Mientras los valores de normalidad estadística se definen con distribuciones de probabilidad, los predictivos se hallan cuando se realizan estudios epidemiológicos. Un clásico es el de Framingham. Los investigadores invitaron a toda la población a participar en un estudio de seguimiento para conocer las causas del infarto de miocardio. Entonces, en 1948, ya era un problema de envergadura. Encontraron que cuanto más alto era el colesterol, más riesgo de infarto. Sin embargo, es bien sabido que la cifra que llamamos normal ha variado a lo largo de los años, a medida que se acumulaba más conocimiento y más posibilidades de tratar con éxito y pocos efectos secundarios. Lo mismo ocurre con la tensión arterial o la glucemia. Son valores que el organismo regula, pero no con la finura de otros, como la acidez de la sangre o la temperatura.

Como seres homeotermos que somos hemos de mantener una temperatura constante. El calor proviene de la energía que se disipa cuando en el interior de las células, en las calderas llamadas mitocondrias, arden los principios inmediatos, carbohidratos, grasas, proteínas, también el alcohol. Sacamos partido de que solo se aprovecha para el metabolismo aproximadamente el 20%. De manera que cuando baja la temperatura, por frío exterior, gastamos: temblamos para calentarnos.

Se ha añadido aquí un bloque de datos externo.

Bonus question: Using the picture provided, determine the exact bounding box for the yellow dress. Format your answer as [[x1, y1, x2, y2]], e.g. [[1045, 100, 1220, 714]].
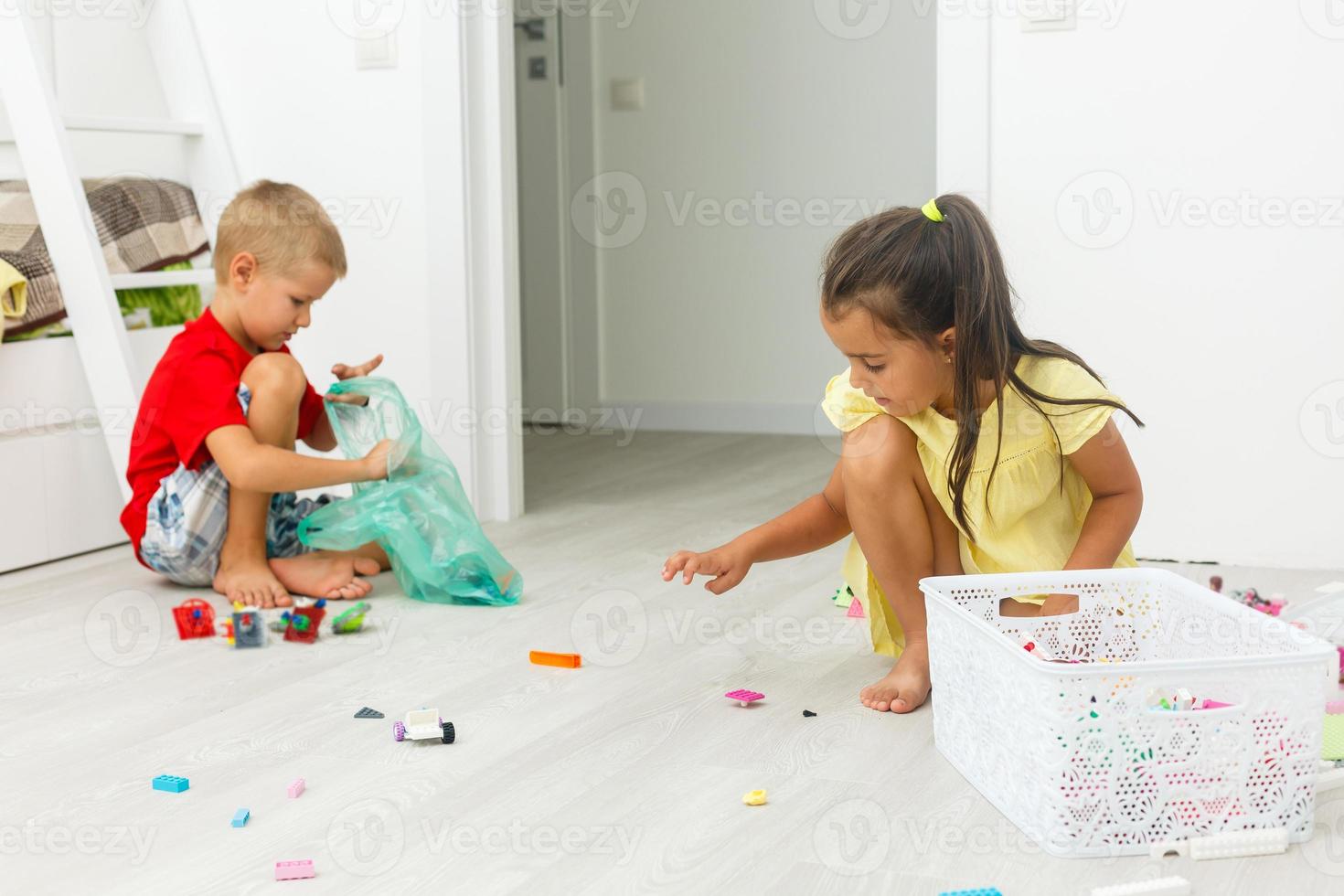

Cuando hay un exceso, activamos los mecanismos de pérdida, el más evidente la sudoración. Ambos ocurren con la fiebre: cuando sube tenemos escalofríos, cuando baja empapamos las sábanas.

Pero, ¿cuándo es fiebre? La norma, definida en 1851 cuando realzaron un millón de tomas de temperatura a 25.000 personas se situó en 37º. En 2023 se publicó un análisis de la temperatura recogida en más de 700.000 consultas. Se descartó el 35% porque pudieran tenerla elevada por un proceso clínico. Entre los incluidos se observó que la temperatura media era de 36,64 grados y solo el 5% estaba por encima de 37,33 o por debajo de 35,95. Hay varios factores que influyen: es más alta en varones, también con tamaño corporal grande, desciende con la edad, cuando nos levantamos es más baja y alcanza el máximo hacia las 4 de la tarde. Ese descenso medio respecto a 1851 puede ser por varias razones, además de por defectos de medición. Una posibilidad es que ahora se haya reducido la tasa metabólica, quizá porque tenemos menos infecciones crónicas.

La cuestión es cómo definir fiebre, ¿debe hacerse como un cambio en la temperatura basal de cada individuo o aceptamos la canónica: entre 37,3º y 38º febrícula y desde ahí fiebre?